Er hatte die Augen zusammen gekniffen und musterte mich so eindringlich, dass ich befürchtete, jede Reaktion könnte die Falsche sein. Der Druck, etwas sagen zu müssen, wurde mit jeder Sekunde größer. Die Angst ließ mich schließlich fahrig werden.

"Frag ihn doch!"

gab ich gereizt zurück und stand auf. Der plötzliche Perspektivenwechsel ließ den Schwindel wieder aufleben, und mit ihm die Übelkeit. Tom schien über meine plötzlich so aufbrausende Art verwirrt, sagte aber nichts. Sean war ebenfalls aufgestanden. Seine Hand hatte leicht meinen Arm berührt, als wollte er mich durch diese Geste erden.

"Wo willst du hin?"

er klang besorgt. Das ließ meinen Ton wieder abflachen.

"An die frische Luft."

antwortete ich wahrheitsgemäß, schnappte mir meinen Rucksack und verließ das Gebäude mit dem dringenden Gefühl, mich übergeben zu müssen. Nun hockte ich würgend hinter der Turnhalle, während ich mich mit einer Hand von der Wand abstützte. Das Sean mir nach draußen gefolgt war merkte ich erst, als er seine Hand auf meine Schulter legte.

"Geht's wieder?"

fragte er und reichte mir ein Taschentuch. Ich nahm es dankend an und fuhr mir damit über die Mundwinkel.
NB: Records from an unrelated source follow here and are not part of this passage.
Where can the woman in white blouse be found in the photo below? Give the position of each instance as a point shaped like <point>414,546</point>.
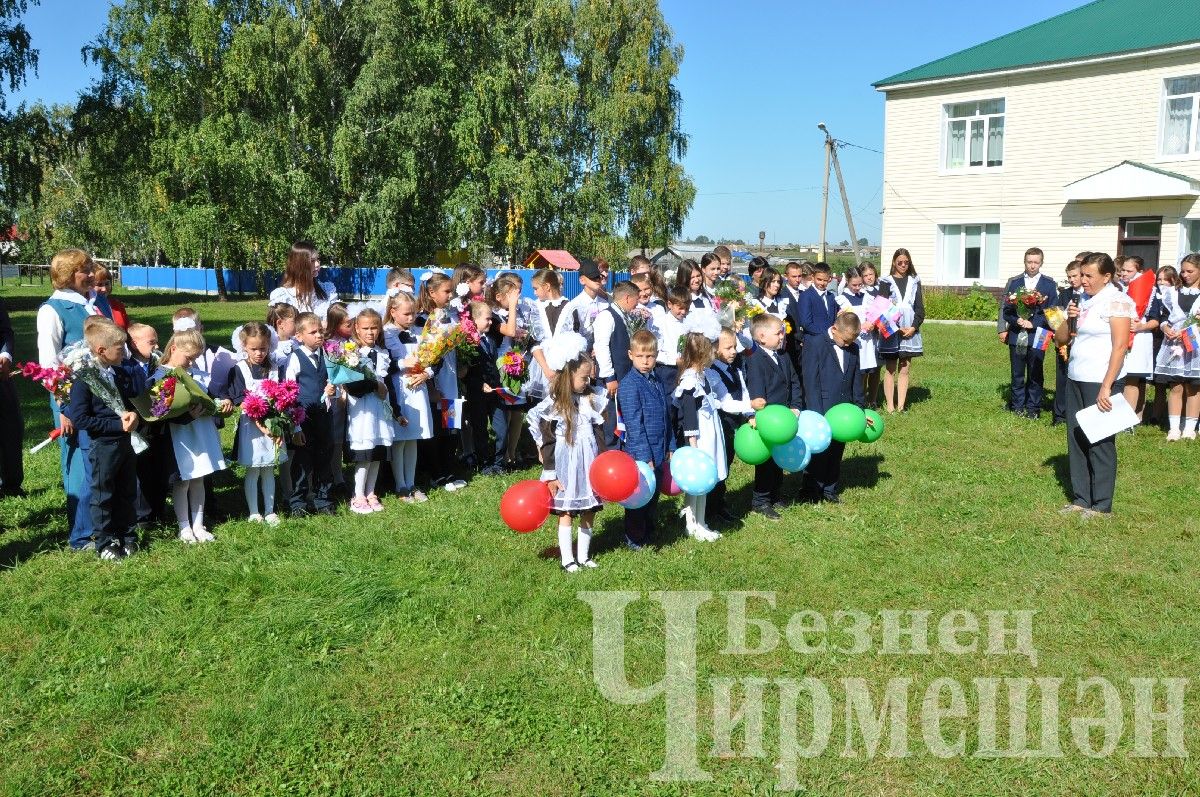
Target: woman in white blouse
<point>1095,373</point>
<point>300,287</point>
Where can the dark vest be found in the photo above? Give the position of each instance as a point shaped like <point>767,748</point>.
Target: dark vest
<point>618,345</point>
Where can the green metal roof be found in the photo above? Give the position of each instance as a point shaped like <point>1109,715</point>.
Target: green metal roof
<point>1101,28</point>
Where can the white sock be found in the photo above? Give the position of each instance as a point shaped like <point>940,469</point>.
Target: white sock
<point>196,502</point>
<point>585,543</point>
<point>179,501</point>
<point>251,489</point>
<point>268,481</point>
<point>564,541</point>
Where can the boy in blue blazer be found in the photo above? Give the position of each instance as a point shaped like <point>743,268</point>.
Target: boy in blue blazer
<point>643,402</point>
<point>1026,361</point>
<point>771,379</point>
<point>831,377</point>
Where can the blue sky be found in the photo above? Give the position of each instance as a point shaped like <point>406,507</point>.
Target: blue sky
<point>756,78</point>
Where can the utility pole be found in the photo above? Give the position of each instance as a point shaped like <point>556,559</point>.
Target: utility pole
<point>831,144</point>
<point>825,191</point>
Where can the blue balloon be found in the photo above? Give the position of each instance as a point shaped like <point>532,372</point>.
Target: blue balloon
<point>646,486</point>
<point>792,456</point>
<point>694,471</point>
<point>814,430</point>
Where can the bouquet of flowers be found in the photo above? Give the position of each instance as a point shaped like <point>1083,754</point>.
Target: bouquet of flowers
<point>275,406</point>
<point>57,379</point>
<point>345,364</point>
<point>1025,300</point>
<point>637,318</point>
<point>82,364</point>
<point>172,396</point>
<point>514,367</point>
<point>465,339</point>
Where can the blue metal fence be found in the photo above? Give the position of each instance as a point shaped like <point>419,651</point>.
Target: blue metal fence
<point>349,282</point>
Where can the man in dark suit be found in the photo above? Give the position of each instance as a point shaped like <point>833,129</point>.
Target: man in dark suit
<point>12,426</point>
<point>831,377</point>
<point>771,379</point>
<point>816,312</point>
<point>1073,292</point>
<point>1025,360</point>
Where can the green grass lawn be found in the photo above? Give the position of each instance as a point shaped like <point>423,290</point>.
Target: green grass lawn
<point>430,651</point>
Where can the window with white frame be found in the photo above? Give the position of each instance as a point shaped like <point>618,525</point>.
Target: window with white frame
<point>1181,105</point>
<point>975,135</point>
<point>970,253</point>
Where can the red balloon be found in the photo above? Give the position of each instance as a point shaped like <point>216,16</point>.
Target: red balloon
<point>526,505</point>
<point>666,481</point>
<point>613,475</point>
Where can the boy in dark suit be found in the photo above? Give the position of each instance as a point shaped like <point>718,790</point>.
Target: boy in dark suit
<point>643,400</point>
<point>817,309</point>
<point>771,379</point>
<point>113,467</point>
<point>1025,360</point>
<point>831,377</point>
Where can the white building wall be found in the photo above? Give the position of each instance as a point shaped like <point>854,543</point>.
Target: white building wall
<point>1060,126</point>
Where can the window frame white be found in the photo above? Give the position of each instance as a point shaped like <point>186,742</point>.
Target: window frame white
<point>987,244</point>
<point>947,120</point>
<point>1193,153</point>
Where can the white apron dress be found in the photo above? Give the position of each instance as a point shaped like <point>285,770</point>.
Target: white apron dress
<point>255,449</point>
<point>413,405</point>
<point>574,459</point>
<point>196,445</point>
<point>712,438</point>
<point>909,346</point>
<point>369,421</point>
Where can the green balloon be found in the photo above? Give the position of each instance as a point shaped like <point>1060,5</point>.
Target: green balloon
<point>749,447</point>
<point>846,421</point>
<point>777,424</point>
<point>871,433</point>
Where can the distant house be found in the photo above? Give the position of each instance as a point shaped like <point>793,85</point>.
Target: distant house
<point>1079,132</point>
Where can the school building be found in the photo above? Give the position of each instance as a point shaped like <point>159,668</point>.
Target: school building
<point>1079,132</point>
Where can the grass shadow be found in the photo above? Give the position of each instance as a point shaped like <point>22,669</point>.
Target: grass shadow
<point>1061,466</point>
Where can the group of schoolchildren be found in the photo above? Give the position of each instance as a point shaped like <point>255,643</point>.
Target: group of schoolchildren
<point>1158,355</point>
<point>645,369</point>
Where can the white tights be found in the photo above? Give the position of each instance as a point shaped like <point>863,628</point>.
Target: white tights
<point>262,475</point>
<point>403,465</point>
<point>365,474</point>
<point>189,501</point>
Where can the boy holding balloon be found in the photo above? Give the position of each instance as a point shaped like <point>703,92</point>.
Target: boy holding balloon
<point>643,402</point>
<point>771,379</point>
<point>831,378</point>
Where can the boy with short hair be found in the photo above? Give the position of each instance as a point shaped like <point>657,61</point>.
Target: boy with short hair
<point>313,444</point>
<point>771,379</point>
<point>645,400</point>
<point>831,378</point>
<point>113,468</point>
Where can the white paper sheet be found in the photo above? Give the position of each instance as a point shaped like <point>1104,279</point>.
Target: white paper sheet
<point>1098,425</point>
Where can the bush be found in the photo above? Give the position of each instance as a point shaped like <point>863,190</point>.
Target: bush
<point>976,305</point>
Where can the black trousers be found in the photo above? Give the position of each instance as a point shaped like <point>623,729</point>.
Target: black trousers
<point>640,522</point>
<point>1029,378</point>
<point>1093,466</point>
<point>12,427</point>
<point>311,462</point>
<point>823,474</point>
<point>768,478</point>
<point>113,490</point>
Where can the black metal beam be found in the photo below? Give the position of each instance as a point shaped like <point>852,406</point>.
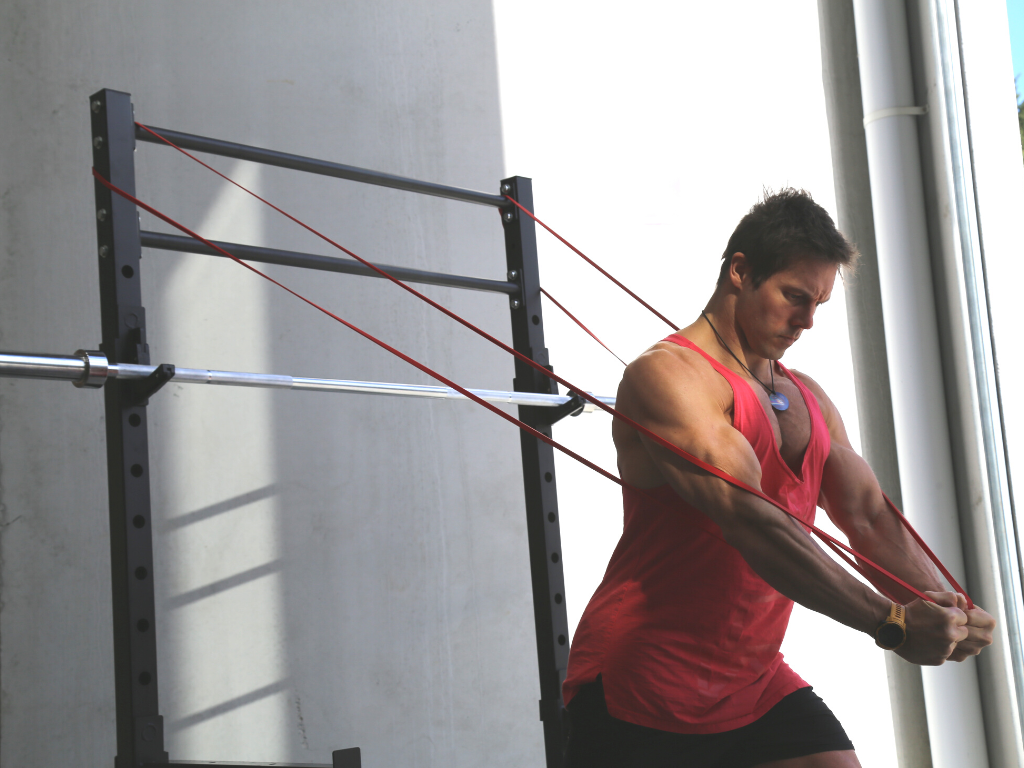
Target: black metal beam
<point>164,242</point>
<point>311,165</point>
<point>139,726</point>
<point>538,469</point>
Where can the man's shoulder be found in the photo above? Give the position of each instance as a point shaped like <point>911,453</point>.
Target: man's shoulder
<point>668,370</point>
<point>828,410</point>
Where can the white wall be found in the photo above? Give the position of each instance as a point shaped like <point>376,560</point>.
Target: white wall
<point>376,547</point>
<point>648,135</point>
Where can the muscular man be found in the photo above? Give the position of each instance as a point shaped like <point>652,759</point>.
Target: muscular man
<point>675,662</point>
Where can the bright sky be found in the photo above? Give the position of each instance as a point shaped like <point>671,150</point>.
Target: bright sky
<point>1015,8</point>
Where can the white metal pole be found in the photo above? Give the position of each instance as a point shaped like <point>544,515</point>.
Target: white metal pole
<point>951,692</point>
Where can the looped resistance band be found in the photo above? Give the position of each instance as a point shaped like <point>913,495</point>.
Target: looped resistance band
<point>837,546</point>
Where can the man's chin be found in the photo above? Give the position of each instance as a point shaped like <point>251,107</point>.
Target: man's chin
<point>782,348</point>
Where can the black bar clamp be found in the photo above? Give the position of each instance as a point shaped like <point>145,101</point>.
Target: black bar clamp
<point>139,391</point>
<point>576,404</point>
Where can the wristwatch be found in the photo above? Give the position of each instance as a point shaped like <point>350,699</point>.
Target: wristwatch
<point>892,633</point>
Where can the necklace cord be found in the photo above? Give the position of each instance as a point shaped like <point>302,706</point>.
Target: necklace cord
<point>771,364</point>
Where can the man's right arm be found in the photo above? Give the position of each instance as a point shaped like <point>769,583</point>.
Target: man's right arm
<point>669,394</point>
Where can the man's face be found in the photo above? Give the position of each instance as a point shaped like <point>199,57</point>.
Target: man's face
<point>774,314</point>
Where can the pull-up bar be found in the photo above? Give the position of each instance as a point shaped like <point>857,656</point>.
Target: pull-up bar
<point>165,242</point>
<point>311,165</point>
<point>91,370</point>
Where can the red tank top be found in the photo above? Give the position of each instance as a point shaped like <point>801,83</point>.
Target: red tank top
<point>684,634</point>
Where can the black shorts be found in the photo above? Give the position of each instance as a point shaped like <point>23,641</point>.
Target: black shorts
<point>801,724</point>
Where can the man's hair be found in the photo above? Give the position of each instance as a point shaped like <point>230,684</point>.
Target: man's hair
<point>784,227</point>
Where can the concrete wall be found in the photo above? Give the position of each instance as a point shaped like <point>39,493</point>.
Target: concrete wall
<point>331,570</point>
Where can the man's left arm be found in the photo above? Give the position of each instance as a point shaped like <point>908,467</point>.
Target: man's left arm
<point>853,499</point>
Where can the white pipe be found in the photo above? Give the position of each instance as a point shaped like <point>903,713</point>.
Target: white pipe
<point>951,692</point>
<point>77,369</point>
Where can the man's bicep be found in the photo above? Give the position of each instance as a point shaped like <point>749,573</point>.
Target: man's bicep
<point>673,400</point>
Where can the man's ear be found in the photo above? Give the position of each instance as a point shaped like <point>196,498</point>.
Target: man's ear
<point>738,269</point>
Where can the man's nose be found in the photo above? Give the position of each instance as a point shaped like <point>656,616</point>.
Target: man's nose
<point>806,318</point>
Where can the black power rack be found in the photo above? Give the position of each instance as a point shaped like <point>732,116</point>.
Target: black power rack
<point>120,241</point>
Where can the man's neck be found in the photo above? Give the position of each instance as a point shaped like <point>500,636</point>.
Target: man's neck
<point>720,316</point>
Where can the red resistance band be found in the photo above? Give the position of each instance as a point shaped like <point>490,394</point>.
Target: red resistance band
<point>837,546</point>
<point>573,318</point>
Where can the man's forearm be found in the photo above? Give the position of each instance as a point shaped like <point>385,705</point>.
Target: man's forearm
<point>889,544</point>
<point>784,556</point>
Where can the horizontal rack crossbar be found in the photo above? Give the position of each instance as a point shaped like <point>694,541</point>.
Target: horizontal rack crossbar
<point>311,165</point>
<point>165,242</point>
<point>92,370</point>
<point>232,764</point>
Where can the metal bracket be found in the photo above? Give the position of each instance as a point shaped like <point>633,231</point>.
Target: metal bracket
<point>140,391</point>
<point>96,369</point>
<point>577,404</point>
<point>551,709</point>
<point>347,758</point>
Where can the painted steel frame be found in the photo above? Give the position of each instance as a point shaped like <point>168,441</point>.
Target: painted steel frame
<point>139,725</point>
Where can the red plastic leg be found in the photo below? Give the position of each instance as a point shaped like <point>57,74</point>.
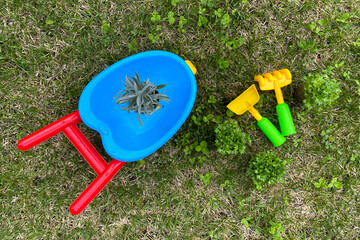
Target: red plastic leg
<point>48,131</point>
<point>95,187</point>
<point>87,150</point>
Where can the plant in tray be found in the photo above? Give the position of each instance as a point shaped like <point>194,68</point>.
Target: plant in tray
<point>143,97</point>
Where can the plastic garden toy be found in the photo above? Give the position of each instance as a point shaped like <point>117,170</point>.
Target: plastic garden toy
<point>123,138</point>
<point>245,102</point>
<point>275,81</point>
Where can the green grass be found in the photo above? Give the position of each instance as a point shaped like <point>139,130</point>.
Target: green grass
<point>51,50</point>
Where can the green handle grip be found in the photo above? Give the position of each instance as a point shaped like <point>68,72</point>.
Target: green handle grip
<point>271,132</point>
<point>285,119</point>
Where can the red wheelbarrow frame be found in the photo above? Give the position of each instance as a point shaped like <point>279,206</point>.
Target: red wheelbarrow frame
<point>67,125</point>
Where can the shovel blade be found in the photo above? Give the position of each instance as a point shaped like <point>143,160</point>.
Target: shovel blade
<point>266,81</point>
<point>246,100</point>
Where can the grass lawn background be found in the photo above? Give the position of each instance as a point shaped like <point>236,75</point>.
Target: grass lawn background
<point>51,50</point>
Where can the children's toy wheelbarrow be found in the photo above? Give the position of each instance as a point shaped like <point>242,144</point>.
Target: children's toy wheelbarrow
<point>123,138</point>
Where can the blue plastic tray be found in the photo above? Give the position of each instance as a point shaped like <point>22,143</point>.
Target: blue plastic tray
<point>123,137</point>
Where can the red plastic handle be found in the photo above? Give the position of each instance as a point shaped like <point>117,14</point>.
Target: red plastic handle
<point>95,187</point>
<point>87,150</point>
<point>48,131</point>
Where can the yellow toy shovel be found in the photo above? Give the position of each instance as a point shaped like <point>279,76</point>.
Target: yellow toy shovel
<point>275,81</point>
<point>244,103</point>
"Also, was ist los? Ich verstehe, wenn du vor Tom nicht darüber reden willst, aber mir kannst du es ja wohl erzählen."

Ich spuckte auf den Boden, um den widerlichen Geschmack in meinem Mund los zu werden, doch er ging nicht weg.

"Das mit Keenan, das ist nur..."

"Sex."

beendete Sean meinen Satz. Er hatte die Lippen zusammen gepresst, lächelte aber.

"Keen hat mir schon vor Wochen von eurem Plus erzählt."

erwiderte er auf meinen fragenden Blick.

"Aber das meinte ich nicht, Koda. Das hat mich auch überhaupt nichts anzugehen. Was ich eigentlich wissen wollte; gibt es irgendetwas, dass du mir vielleicht sagen willst?"